Tabqa: US-backed fighters cornered the Islamic State group in a last part of Tabqa on Monday, after tearing down a huge jihadist flag that had fluttered over the northern Syrian city.
The Syrian Democratic Forces (SDF), an alliance of Kurdish and Arab fighters, were in control of all but a fifth of Tabqa as of early today, a monitor said.
The city sits on a strategic supply route about 55 kilometres (35 miles) west of IS’s main Syrian stronghold Raqa and served as a key IS command base.
The SDF broke into Tabqa from the south a week ago and have steadily advanced north, squeezing IS in three contiguous neighbourhoods on the bank of the Euphrates River.
At dawn today, IS fighters withdrew from the western-most district towards the other two neighbourhoods, said Rami Abdel Rahman, head of the Syrian Observatory for Human Rights monitoring group.
“The SDF now controls more than 80 percent of Tabqa,” Abdel Rahman said, with IS only holding the two northern neighbourhoods of Hurriyah and Wahdah.
Clashes and bombing raids by the US-led coalition rocked the city today, the Observatory said.
In the aptly named Flag Roundabout in Tabqa’s west, an AFP correspondent yesterday saw an SDF fighter climb a ladder propped on a huge flagpole.

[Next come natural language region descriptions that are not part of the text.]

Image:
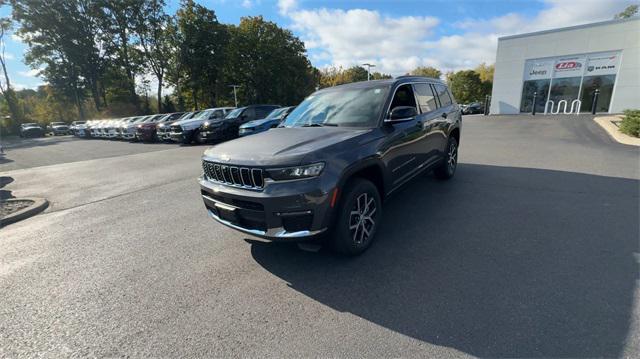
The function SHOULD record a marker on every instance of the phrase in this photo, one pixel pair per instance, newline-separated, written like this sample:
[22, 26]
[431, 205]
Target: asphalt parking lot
[530, 251]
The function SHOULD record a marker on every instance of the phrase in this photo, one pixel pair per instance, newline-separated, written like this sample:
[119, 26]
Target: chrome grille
[232, 175]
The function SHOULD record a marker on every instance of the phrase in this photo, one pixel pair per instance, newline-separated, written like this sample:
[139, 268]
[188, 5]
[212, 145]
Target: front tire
[199, 139]
[358, 218]
[448, 167]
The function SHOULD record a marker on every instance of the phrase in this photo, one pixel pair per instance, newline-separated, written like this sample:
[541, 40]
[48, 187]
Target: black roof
[386, 82]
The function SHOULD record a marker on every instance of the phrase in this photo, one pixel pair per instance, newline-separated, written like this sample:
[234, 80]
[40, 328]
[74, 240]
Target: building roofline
[593, 24]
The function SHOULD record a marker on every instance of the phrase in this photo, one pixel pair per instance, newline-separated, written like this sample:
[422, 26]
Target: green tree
[154, 35]
[269, 63]
[466, 86]
[333, 76]
[118, 20]
[201, 42]
[5, 88]
[629, 11]
[427, 71]
[61, 36]
[485, 72]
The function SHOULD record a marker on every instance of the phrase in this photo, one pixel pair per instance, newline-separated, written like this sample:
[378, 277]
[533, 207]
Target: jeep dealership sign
[572, 66]
[569, 67]
[603, 64]
[538, 70]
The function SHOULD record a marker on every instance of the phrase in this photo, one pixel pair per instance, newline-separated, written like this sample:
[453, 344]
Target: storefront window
[541, 87]
[570, 77]
[602, 83]
[564, 89]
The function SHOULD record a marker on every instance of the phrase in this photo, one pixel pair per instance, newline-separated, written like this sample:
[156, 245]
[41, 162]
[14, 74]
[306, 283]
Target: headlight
[282, 174]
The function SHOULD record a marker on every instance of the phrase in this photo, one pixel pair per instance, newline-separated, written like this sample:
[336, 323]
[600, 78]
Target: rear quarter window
[443, 94]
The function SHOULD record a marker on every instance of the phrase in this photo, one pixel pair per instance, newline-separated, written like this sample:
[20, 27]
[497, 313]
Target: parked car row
[213, 124]
[472, 108]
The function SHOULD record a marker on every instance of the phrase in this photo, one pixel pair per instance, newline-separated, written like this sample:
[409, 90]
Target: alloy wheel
[452, 157]
[361, 221]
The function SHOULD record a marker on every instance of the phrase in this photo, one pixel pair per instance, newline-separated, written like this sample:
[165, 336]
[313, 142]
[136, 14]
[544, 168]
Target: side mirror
[401, 113]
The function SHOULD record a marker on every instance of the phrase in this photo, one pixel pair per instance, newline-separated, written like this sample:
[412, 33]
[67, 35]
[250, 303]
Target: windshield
[202, 115]
[277, 113]
[350, 107]
[235, 113]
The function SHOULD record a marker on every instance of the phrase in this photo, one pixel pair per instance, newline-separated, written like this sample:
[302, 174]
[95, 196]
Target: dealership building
[561, 69]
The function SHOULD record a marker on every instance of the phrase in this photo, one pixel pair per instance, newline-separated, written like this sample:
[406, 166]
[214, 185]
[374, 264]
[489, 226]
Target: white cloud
[399, 44]
[30, 73]
[285, 6]
[355, 36]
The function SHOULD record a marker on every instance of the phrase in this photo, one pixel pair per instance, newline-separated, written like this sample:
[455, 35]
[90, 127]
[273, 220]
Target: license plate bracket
[227, 213]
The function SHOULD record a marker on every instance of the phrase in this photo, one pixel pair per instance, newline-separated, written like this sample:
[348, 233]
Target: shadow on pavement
[37, 142]
[5, 194]
[498, 262]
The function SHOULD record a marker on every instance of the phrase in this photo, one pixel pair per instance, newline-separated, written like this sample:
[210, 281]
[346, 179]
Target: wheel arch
[372, 170]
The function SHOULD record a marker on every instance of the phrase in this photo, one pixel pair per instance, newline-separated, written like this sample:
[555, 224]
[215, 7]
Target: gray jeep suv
[323, 173]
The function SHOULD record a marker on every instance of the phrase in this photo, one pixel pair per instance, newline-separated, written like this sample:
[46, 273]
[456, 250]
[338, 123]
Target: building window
[541, 88]
[589, 86]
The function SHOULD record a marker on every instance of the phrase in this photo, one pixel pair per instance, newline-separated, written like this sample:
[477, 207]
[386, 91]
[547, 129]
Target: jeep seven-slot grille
[233, 175]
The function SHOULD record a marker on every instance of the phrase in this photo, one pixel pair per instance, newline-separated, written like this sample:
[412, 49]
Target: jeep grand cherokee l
[324, 172]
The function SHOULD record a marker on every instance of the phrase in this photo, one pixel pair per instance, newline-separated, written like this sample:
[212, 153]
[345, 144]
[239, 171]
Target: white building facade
[563, 68]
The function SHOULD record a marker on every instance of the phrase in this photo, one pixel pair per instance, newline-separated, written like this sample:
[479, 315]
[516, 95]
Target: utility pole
[235, 97]
[369, 66]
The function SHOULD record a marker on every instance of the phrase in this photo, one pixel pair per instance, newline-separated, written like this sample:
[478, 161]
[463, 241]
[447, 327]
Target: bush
[631, 123]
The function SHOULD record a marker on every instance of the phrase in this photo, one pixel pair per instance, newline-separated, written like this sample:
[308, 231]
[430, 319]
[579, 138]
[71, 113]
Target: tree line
[98, 58]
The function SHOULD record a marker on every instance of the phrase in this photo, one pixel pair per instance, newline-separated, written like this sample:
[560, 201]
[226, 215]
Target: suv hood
[256, 123]
[280, 146]
[189, 122]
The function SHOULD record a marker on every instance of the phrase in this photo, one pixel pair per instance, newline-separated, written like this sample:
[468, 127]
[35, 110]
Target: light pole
[235, 97]
[369, 66]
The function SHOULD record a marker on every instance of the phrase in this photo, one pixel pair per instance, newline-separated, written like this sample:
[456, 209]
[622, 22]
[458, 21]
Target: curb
[39, 205]
[612, 130]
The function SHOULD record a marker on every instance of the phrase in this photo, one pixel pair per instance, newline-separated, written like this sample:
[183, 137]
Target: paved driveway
[531, 251]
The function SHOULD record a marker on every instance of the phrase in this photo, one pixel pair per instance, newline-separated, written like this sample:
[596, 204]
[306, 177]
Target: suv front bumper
[281, 211]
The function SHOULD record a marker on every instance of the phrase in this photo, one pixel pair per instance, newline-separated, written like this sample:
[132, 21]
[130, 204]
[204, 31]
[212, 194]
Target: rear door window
[426, 97]
[250, 114]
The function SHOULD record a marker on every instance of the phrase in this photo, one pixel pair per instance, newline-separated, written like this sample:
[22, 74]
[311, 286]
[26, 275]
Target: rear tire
[358, 218]
[447, 169]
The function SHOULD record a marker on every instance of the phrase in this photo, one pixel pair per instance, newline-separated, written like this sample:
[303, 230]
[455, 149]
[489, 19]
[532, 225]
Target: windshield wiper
[319, 124]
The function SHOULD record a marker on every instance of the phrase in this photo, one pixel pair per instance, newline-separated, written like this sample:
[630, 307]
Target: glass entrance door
[541, 88]
[564, 89]
[604, 83]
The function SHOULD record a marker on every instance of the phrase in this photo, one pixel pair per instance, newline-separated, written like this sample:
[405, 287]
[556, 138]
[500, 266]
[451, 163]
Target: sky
[396, 36]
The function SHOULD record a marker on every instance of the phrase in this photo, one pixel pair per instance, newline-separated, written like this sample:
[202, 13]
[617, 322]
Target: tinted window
[217, 114]
[403, 97]
[235, 113]
[426, 97]
[262, 112]
[443, 94]
[340, 106]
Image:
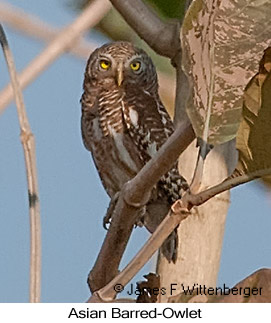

He triumphantly pulled down an enormous black IS flag, dropping it to the rubble-littered street as fellow fighters cheered and took pictures.
“We’ve brought down Daesh’s flag and we’ll hang our own – the flag of the Syrian Democratic Forces,” SDF fighter Zaghros Kobane told AFP, using the Arabic acronym for IS.
Other IS propaganda could still be seen around the city, including a billboard of a balaclava-wearing jihadist with three warplanes behind him.
“We will be victorious despite the global coalition,” the billboard read.
The city is home to an estimated 85,000 people, including IS fighters from other areas, and is also adjacent to the strategic Tabqa dam, which remains under IS control.
To circumvent the dam, SDF fighters have been using a makeshift ferry to run supplies across Lake Assad, an enormous reservoir created by the barrier.
The SDF said their hard-fought advance had seen jihadists surrendering in large numbers.
“Tabqa is the toughest battle we’ve ever waged,” said SDF commander Jako Zerkeh, nicknamed “The Wolf”.
Zerkeh said the SDF had used new tactics – including the waterway supply line and an airlift behind enemy lines in late March – to kickstart the offensive.
“These were a huge surprise to them (IS) and shattered their morale… Dozens of Daesh fighters have surrendered.
There were more surrenders here than any other town,” he told
The AFP correspondent in Tabqa yesterday saw SDF fighters guarding a group of blindfolded, bearded men that a security official said were suspected IS fighters.
They were waiting to transport them across Lake Assad and into SDF-controlled territory on the northern bank of the reservoir.